Saat Diusir dari Istana, Soekarno Hanya Bawa Bungkusan Koran, Tak Disangka Isinya Benda Ini, Jimat?
Dualisme kepemimpinan itu mulai berawal tatkala Soeharto mengambil alih pemerintahan, padahal saat itu Soekarno masih sebagai presiden.
Saat Diusir dari Istana, Soekarno Hanya Bawa Bungkusan Koran, Tak Disangka Isinya Benda Ini, Jimat?
POS-KUPANG.COM -- Kisah-kisah tentang Presiden Soekarno seakan tak pernah habis. Demikian juga Soeharto. Ceritanya selalu menarik untuk disimak.
Semua ini karena kedua pemimpin nasional tersebut telah mengisi tonggak sejarah sangat penting dalam perjalanan Indonesia.
Di antara Orde Lama dan Orde Baru, Indonesia mengalami dualisme kepemimpinan tersebut.
Dualisme Kepemimpinan Nasional
Di awal 1966, kondisi politik bergejolak. Soekarno diprotes keras karena G30S dan perekonomian yang memburuk melanda Tanah Air.
Puncaknya, pada 11 Maret 1966. Demonstrasi mahasiswa secara besar-besaran terjadi di depan Istana Negara.

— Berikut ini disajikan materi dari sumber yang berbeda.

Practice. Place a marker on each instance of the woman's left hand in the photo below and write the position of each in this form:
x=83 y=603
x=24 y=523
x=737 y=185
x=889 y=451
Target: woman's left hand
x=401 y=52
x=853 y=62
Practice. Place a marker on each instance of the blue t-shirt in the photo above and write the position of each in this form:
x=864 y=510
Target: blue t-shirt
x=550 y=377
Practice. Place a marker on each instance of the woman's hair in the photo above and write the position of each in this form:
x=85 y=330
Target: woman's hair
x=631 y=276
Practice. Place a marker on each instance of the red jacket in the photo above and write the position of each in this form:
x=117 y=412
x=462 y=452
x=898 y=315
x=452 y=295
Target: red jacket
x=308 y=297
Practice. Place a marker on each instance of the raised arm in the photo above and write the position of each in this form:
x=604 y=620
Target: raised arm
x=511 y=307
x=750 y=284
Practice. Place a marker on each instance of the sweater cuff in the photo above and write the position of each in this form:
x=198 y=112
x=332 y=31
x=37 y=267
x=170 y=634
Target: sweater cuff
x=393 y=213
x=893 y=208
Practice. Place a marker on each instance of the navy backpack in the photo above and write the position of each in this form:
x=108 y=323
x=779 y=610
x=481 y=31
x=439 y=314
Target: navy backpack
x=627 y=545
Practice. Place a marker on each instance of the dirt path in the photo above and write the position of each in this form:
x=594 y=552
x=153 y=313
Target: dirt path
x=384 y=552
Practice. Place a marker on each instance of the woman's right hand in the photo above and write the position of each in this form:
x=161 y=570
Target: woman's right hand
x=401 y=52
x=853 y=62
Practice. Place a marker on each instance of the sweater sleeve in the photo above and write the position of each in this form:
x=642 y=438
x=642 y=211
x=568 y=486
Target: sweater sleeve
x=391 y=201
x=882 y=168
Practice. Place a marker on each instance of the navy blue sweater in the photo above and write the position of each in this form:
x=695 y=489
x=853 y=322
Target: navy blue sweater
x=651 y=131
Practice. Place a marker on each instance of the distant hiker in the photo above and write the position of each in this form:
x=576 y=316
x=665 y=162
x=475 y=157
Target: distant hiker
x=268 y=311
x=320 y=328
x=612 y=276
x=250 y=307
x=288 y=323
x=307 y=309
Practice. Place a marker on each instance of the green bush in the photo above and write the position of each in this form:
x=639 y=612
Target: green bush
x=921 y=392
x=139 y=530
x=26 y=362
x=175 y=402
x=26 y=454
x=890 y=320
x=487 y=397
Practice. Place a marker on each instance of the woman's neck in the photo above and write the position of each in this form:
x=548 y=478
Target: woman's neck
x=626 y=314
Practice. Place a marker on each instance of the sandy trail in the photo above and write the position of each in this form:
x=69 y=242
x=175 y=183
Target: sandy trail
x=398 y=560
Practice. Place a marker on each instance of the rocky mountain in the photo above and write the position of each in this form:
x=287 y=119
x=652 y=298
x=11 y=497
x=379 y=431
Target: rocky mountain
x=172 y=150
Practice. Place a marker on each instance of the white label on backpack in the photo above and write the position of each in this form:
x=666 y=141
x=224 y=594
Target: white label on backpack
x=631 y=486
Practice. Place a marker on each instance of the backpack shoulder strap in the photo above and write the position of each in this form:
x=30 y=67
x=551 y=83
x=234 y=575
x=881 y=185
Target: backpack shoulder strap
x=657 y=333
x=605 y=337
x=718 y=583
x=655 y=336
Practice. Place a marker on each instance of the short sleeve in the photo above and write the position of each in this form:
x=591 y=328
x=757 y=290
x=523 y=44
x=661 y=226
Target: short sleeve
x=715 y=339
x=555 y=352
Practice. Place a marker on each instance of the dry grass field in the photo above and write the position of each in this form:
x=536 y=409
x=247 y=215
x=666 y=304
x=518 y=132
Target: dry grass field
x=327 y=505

Demonstrasi ini didukung tentara. Menteri/Panglima Komando Angkatan Darat Letnan Jenderal Soeharto pun meminta Soekarno agar memberikan surat perintah untuk mengatasi konflik apabila diberi kepercayaan.
Maka, pada 11 Maret 1996 sore di Istana Bogor, Soekarno menandatangani surat perintah untuk mengatasi keadaan.
Surat itu dikenal sebagai Supersemar. Isinya, Soekarno memerintahkan Soeharto untuk:
1. Mengambil segala tindakan yang dianggap perlu untuk terjaminnya keamanan dan ketenangan serta kestabilan jalannya pemerintahan dan jalannya Revolusi, serta menjamin keselamatan pribadi dan kewibawaan Pimpinan Presiden/Panglima Tertinggi/Pemimpin Besar Revolusi/Mandataris MPRS, demi untuk keutuhan Bangsa dan Negara Republik Indonesia, dan melaksanakan dengan pasti segala ajaran Pemimpin Besar Revolusi.
2. Mengadakan koordinasi pelaksanaan perintah dengan Panglima-Panglima Angkatan Lain dengan sebaik-baiknya.
3. Supaya melaporkan segala sesuatu yang bersangkut paut dalam tugas dan tanggung jawabnya seperti tersebut di atas.